Leino-Kilpi, Helena T. 
Charalambous, Andreas 
Katajisto, Jouko K. 
Stark, Åsa Johansson 
Sourtzi, Panayota A. 
Zabalegui-Yárnoz, Adelaida 
Valkeapää, Kirsi 
Keywords: Arthroplasty
Family members
International perspectives
Knowledge expectations
Osteoarthritis
Patient education
Issue Date: 1-Dec-2015
Publisher: Blackwell Publishing Ltd
Source: Scandinavian Journal of Caring Sciences, Volume 29, Issue 4, Pages 615-624
Abstract: In the recovery process of arthroplasty patients, their family members play an important role due to short hospital stay and increased age of patients. Family members need to have knowledge to be able to support the patient. The aim of this study was to explore expected and received knowledge in family members of arthroplasty patients and describe the relationships between the differences in received and expected knowledge and background factors, country, information and control preferences and access to knowledge. The study was conducted in six European countries (Cyprus, Greece, Finland, Iceland, Spain and Sweden).
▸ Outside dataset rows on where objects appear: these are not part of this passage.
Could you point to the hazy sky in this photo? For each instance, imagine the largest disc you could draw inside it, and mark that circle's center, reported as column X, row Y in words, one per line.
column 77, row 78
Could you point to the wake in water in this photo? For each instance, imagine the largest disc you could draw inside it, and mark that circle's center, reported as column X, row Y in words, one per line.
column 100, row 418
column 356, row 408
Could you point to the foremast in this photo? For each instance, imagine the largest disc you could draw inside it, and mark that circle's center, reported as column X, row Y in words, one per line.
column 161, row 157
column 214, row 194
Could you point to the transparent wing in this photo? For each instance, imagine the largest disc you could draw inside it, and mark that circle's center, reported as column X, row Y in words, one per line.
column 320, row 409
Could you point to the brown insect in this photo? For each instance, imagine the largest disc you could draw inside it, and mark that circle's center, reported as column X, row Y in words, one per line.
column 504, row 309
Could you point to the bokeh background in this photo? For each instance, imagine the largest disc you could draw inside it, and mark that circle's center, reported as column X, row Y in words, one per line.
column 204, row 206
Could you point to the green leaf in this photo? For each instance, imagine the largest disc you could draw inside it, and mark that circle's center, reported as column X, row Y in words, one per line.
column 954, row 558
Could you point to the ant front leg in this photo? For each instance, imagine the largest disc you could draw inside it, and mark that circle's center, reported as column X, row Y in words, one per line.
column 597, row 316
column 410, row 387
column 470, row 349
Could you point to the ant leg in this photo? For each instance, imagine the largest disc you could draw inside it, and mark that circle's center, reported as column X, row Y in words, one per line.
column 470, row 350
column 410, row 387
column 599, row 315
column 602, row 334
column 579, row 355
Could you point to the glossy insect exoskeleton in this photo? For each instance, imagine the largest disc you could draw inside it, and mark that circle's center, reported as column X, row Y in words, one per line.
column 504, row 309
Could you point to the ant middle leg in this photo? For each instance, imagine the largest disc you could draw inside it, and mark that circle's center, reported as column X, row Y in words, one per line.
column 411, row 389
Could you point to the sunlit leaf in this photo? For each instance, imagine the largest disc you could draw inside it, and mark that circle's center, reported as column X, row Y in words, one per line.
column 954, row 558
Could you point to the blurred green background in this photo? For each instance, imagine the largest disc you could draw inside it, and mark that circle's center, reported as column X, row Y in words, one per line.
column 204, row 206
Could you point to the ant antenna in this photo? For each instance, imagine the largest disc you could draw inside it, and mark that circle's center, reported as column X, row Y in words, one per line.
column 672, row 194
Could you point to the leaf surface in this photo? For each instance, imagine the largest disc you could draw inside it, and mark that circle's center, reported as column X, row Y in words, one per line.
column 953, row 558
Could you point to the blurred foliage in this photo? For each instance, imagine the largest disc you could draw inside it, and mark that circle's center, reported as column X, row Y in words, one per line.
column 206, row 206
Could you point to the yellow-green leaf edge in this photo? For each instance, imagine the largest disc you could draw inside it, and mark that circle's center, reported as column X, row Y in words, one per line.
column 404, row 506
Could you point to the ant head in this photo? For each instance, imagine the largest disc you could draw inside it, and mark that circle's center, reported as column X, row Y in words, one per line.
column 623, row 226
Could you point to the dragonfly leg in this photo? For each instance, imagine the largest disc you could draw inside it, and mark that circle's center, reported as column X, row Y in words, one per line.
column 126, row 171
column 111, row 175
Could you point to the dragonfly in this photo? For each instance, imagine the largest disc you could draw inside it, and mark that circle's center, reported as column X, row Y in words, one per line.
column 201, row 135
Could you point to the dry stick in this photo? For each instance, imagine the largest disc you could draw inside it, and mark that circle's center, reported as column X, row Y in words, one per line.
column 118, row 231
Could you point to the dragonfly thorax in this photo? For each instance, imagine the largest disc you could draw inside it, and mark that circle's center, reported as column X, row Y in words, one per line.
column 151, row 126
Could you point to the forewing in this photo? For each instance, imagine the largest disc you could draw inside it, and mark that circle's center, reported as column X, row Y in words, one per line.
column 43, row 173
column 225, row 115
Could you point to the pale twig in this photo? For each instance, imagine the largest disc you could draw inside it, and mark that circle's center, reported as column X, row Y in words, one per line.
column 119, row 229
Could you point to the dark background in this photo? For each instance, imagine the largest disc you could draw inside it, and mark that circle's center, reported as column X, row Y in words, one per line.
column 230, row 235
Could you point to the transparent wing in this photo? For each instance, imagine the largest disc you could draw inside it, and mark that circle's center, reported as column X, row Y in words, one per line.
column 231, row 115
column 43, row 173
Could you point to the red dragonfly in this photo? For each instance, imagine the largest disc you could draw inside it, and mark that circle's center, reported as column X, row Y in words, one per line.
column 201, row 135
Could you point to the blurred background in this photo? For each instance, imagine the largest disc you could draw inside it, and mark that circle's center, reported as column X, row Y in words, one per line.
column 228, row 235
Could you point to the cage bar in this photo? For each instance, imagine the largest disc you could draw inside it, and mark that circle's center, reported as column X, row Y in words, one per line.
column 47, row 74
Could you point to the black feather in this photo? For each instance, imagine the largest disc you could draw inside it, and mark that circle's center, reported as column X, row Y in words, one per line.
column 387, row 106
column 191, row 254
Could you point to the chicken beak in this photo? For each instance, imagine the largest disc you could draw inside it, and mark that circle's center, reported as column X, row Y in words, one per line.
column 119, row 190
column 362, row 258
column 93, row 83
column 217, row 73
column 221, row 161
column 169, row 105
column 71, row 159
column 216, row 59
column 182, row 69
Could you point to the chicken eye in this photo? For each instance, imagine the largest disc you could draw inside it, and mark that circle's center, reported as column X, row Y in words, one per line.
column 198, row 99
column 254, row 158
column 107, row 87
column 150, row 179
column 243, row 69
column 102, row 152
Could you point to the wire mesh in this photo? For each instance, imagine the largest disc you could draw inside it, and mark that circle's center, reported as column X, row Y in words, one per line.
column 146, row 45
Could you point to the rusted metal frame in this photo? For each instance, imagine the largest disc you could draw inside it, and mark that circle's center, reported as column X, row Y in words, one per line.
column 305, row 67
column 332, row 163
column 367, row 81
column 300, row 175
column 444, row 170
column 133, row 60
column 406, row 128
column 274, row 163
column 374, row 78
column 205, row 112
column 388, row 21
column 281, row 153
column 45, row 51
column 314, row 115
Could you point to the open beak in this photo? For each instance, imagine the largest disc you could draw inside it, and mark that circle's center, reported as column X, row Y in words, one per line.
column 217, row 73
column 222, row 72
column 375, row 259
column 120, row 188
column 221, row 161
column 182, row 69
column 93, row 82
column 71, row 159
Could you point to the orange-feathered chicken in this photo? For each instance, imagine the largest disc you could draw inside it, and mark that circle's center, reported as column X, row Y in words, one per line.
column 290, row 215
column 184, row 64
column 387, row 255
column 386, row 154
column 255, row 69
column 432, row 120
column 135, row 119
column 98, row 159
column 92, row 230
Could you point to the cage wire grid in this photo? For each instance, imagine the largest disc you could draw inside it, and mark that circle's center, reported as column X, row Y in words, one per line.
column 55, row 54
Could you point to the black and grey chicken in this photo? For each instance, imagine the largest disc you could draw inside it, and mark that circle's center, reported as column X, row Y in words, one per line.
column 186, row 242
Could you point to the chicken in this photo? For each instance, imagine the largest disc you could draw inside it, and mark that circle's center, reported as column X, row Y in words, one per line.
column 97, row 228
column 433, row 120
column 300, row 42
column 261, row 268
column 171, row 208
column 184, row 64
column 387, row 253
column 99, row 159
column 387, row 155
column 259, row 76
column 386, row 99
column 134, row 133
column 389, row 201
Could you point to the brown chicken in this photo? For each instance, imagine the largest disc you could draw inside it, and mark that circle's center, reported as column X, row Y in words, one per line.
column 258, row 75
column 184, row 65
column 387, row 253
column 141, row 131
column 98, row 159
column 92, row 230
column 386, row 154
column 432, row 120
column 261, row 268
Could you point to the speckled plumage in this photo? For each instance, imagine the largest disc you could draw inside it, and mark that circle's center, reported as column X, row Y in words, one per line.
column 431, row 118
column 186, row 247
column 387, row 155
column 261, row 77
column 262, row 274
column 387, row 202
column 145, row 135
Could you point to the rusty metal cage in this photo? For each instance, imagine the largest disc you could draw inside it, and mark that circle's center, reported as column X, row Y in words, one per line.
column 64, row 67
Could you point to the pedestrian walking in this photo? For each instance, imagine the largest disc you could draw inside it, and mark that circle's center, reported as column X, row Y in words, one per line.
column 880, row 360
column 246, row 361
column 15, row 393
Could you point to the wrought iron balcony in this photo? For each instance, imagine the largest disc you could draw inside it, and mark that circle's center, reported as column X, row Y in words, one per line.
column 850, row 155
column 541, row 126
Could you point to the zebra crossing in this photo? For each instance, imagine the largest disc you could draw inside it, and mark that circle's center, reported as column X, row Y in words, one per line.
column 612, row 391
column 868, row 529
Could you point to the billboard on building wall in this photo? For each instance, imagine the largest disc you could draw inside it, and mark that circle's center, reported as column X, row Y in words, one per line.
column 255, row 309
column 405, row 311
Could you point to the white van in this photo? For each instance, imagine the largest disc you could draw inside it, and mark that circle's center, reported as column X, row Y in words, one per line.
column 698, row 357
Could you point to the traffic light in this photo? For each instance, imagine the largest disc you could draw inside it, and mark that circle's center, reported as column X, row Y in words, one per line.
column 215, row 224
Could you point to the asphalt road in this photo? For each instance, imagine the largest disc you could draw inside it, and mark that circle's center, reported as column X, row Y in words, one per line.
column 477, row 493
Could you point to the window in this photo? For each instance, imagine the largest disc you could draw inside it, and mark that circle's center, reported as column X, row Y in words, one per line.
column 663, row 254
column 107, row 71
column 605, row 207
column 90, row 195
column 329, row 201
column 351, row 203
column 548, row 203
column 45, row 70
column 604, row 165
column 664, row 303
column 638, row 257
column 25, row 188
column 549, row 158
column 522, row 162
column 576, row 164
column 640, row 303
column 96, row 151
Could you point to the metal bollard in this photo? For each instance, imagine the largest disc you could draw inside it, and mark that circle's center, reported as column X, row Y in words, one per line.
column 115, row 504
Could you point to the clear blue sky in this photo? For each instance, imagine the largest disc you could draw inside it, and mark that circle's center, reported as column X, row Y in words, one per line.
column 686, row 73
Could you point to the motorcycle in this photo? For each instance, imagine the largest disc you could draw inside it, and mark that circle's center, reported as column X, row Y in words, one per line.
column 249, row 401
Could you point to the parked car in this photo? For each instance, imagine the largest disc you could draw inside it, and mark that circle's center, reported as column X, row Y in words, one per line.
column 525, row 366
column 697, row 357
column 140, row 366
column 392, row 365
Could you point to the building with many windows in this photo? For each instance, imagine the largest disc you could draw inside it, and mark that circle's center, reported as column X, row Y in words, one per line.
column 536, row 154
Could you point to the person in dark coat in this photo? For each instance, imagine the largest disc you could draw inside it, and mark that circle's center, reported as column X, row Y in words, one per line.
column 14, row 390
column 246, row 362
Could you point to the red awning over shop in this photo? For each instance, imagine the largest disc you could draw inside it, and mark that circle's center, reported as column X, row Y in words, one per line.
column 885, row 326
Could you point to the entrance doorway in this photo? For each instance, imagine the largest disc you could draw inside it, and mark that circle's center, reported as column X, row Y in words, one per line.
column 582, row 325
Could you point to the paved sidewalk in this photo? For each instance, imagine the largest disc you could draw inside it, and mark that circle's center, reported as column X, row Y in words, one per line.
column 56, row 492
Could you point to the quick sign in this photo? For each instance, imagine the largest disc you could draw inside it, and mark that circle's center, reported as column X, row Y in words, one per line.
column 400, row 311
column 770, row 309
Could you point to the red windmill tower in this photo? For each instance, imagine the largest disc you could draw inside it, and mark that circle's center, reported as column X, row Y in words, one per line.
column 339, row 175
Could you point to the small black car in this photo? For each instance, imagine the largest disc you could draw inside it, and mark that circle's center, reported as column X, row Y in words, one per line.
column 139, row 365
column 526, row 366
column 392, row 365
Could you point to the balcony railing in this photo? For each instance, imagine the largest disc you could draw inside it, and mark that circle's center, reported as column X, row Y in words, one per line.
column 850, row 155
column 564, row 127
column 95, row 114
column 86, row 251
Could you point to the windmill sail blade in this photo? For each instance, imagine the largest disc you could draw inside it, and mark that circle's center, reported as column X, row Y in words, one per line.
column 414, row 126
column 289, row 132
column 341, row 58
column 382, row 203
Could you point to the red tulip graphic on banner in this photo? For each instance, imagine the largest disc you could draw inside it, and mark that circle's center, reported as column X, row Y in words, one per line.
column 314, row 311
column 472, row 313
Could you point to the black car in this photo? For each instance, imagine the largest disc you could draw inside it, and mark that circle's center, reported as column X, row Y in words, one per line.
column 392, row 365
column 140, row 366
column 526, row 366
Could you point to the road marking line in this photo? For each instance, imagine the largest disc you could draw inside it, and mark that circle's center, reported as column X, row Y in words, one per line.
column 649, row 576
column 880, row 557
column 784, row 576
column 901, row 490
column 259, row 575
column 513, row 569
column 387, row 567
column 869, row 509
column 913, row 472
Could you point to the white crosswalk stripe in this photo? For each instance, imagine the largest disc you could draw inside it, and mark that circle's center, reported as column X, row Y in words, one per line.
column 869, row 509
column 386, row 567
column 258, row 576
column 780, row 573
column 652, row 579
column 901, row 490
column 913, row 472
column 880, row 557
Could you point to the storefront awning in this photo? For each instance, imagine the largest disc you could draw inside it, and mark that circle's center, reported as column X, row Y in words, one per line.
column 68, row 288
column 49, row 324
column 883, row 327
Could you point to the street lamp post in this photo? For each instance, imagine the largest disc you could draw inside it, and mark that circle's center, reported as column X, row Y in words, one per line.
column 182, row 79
The study design was cross-cultural, prospective and comparative with two measurement points: pre-operative and at discharge from hospital. Knowledge Expectations of significant other-scale and Krantz Health Opinion Survey were used before surgery and Received Knowledge of significant other-scale and Access to Knowledge at discharge. Patients undergoing elective hip or knee arthroplasty in seventeen hospitals were asked to identify one family member. The sample size was decided by power calculation. A total of 615 participants answered the questionnaires at both measurements. Family members perceived to receive less knowledge than they expected to have, most unfulfilled knowledge expectations were in the financial, social and experiential dimensions of knowledge. Seventy-four per cent of participants had unfulfilled knowledge expectations. Increased access to information from healthcare providers decreased the difference between received and expected knowledge. Compared to family members in southern Europe, those in the Nordic countries had more unfulfilled knowledge expectations and less access to information from healthcare providers. The evidence from this study highlights the need to involve the family members in the educational approach.
URI: http://ktisis.cut.ac.cy/handle/10488/9170
ISSN: 02839318
Rights: © 2015 Nordic College of Caring Science.